Sengitnya kompetisi pilkada serentak, membawa implikasi pada sengitnya perebutan isu lokal untuk mengukuhkan positioning di benak khalayak. Sayangnya, kebanyakan kandidat kehabisan kreatifitas isu lokal yang mendorong lahirnya personifikasi isu lokal.
Dalam pemilihan gubernur dan wakil gubernur di Kepulauan Riau (Kepri) ada dua calon yang bersaing. Calon urut nomor satu adalah HM Sani-Nurdin Basirun (SANUR) dan calon nomor urut dua adalah pasangan Soerya Respationo- Ansar Ahmad (SAH).

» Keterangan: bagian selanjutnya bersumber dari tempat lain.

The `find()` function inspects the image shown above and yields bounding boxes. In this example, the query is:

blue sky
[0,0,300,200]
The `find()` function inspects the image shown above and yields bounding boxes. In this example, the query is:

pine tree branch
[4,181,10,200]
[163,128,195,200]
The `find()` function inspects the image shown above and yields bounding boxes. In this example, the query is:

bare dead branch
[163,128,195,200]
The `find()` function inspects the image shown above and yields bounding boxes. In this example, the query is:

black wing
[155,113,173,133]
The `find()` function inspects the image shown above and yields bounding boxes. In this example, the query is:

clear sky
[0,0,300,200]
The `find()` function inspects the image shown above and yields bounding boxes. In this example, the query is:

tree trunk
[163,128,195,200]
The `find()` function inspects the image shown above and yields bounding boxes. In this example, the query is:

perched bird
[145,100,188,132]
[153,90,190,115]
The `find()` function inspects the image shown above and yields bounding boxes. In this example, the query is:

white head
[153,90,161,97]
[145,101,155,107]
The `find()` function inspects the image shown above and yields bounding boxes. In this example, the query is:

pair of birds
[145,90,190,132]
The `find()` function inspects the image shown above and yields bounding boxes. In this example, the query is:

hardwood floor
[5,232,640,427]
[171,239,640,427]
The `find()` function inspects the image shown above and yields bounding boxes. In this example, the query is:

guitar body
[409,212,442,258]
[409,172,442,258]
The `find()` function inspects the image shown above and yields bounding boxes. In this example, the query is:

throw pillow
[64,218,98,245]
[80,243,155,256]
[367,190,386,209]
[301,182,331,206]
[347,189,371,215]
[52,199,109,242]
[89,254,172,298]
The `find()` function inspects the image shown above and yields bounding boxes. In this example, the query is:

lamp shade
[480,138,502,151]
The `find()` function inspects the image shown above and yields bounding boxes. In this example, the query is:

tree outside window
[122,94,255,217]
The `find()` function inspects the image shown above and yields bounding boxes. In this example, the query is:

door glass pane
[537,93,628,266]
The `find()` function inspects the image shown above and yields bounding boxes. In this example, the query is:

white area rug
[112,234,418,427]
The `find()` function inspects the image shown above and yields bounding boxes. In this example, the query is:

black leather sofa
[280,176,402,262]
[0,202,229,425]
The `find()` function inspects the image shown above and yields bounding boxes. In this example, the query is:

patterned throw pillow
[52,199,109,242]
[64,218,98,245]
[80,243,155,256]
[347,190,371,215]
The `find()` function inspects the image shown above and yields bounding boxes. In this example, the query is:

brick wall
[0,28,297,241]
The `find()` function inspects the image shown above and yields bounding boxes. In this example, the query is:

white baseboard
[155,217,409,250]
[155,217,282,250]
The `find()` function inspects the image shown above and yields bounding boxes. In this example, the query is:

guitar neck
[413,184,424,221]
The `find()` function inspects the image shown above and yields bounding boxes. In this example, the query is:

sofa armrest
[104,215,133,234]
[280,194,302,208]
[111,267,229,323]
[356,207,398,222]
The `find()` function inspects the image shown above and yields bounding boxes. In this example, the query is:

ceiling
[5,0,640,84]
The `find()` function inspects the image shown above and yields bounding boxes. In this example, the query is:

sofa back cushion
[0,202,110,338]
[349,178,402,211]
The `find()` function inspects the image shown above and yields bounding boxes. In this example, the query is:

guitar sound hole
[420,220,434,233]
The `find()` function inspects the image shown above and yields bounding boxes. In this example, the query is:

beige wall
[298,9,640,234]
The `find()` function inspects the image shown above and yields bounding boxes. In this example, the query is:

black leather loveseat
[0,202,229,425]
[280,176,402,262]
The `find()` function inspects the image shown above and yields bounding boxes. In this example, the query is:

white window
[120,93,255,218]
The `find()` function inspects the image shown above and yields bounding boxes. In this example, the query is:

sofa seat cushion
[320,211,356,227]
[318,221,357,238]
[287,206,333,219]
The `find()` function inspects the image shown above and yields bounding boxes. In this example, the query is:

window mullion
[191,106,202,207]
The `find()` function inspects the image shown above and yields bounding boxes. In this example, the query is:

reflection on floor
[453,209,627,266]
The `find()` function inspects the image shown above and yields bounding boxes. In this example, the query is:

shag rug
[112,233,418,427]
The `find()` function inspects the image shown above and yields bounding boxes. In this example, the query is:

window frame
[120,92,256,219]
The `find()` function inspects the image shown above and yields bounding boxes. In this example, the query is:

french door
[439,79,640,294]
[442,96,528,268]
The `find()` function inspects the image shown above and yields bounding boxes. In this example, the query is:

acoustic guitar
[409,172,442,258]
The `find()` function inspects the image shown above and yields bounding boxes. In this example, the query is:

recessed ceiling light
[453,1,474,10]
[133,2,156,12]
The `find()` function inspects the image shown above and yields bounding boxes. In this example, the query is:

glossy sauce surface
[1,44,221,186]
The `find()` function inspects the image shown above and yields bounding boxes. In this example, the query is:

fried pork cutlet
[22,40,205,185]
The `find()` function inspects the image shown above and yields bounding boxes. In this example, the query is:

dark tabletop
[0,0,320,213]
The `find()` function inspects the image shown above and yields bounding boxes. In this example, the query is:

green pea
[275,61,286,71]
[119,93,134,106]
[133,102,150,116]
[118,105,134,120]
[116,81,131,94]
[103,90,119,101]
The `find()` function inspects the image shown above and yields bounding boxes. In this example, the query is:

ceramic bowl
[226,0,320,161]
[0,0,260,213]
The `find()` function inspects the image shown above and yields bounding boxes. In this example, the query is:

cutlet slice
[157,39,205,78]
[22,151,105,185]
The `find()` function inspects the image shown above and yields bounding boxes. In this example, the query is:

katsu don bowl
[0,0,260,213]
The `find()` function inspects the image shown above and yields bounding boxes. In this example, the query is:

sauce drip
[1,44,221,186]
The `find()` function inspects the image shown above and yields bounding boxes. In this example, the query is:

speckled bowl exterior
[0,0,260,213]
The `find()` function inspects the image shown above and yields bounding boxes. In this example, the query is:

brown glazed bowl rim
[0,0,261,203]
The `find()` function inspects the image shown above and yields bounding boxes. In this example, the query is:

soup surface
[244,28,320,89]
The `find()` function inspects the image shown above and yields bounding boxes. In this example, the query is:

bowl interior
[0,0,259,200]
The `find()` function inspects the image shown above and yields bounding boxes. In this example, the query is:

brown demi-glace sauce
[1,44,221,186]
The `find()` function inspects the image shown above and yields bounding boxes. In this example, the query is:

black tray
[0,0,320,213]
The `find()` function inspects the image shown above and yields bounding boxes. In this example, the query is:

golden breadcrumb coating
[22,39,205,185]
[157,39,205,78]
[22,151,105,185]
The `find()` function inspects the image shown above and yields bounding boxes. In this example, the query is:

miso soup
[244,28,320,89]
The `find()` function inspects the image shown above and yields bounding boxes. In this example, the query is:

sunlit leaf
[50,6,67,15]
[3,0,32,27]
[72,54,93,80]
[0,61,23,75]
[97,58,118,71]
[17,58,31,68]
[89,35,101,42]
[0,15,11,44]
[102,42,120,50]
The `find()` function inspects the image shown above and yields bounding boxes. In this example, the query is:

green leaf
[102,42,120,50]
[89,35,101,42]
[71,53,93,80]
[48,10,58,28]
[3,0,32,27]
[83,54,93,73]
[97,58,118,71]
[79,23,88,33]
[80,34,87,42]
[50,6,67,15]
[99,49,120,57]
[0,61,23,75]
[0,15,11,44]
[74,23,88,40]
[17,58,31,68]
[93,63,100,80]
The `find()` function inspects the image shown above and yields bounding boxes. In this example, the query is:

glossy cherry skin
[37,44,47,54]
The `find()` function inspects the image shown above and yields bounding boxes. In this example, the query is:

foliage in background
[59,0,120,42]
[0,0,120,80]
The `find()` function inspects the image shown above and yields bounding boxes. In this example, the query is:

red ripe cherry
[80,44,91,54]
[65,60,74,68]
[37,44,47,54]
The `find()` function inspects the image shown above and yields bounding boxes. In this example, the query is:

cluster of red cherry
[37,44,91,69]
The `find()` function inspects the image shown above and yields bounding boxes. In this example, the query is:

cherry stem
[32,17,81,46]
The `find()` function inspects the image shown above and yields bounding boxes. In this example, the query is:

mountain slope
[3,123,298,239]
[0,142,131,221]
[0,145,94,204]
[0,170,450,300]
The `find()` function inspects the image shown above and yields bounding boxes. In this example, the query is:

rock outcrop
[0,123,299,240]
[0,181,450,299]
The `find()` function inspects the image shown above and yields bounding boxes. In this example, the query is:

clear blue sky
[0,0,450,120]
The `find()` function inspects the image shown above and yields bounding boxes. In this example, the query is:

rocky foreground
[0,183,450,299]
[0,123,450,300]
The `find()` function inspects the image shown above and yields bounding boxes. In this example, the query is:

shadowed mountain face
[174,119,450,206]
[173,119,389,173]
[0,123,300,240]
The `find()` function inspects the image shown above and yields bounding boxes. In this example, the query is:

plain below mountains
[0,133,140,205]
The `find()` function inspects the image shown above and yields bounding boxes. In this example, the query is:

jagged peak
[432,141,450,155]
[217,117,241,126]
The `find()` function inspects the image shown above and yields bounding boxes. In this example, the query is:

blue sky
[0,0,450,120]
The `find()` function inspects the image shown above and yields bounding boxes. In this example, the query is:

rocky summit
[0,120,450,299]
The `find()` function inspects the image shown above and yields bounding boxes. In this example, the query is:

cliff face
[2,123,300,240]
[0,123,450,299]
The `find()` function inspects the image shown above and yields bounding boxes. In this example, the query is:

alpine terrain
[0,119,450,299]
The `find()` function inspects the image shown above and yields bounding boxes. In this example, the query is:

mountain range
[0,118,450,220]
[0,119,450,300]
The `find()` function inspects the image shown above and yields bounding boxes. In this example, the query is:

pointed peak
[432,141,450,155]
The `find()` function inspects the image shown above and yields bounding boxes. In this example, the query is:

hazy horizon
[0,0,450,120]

Untuk mengambil hati masyarakat di Kepri, tim kampanye salah satu calon menjadikan isu “putra daerah” sebagai strategi branding image. Terlebih Sani-Nurdin adalah putera daerah Kepri. Sedangkan calon gubernur nomor urut 2, Soerya Respationo adalah keturunan jawa yang sudah menetap di Kepri selama puluhan tahun lamanya.
"Saatnya Putra Daerah Memimpin”. "Demi Marwah Melayu". "Kita Putera Melayu". "Putera Melayu Harus Pimpin Kepri". Begitulah sedikit dari sekian banyak jargon-jargon tim kampanye Sanur yang beredar di dunia maya.
Di tengah upaya peningkatan nilai-nilai demokrasi, pluralisme, kesetaraan dan keterbukaan seperti sekarang ini, isu-isu yang menggiring pada lokalitas dan etnisitas seperti di atas terlihat nyinyir, jadul (jaman dulu) dan tidak efektif.
Jargon-jargon putra daerah dan primordialisme lainnya, memang hanyalah salah satu bentuk propaganda komunikasi politik. Banyak kandidat yang sebelumnya tak pernah berbuat apapun untuk kemajuan daerahnya tiba-tiba menampilkan dirinya dengan penuh kebanggaan sebagai asli putra daerah.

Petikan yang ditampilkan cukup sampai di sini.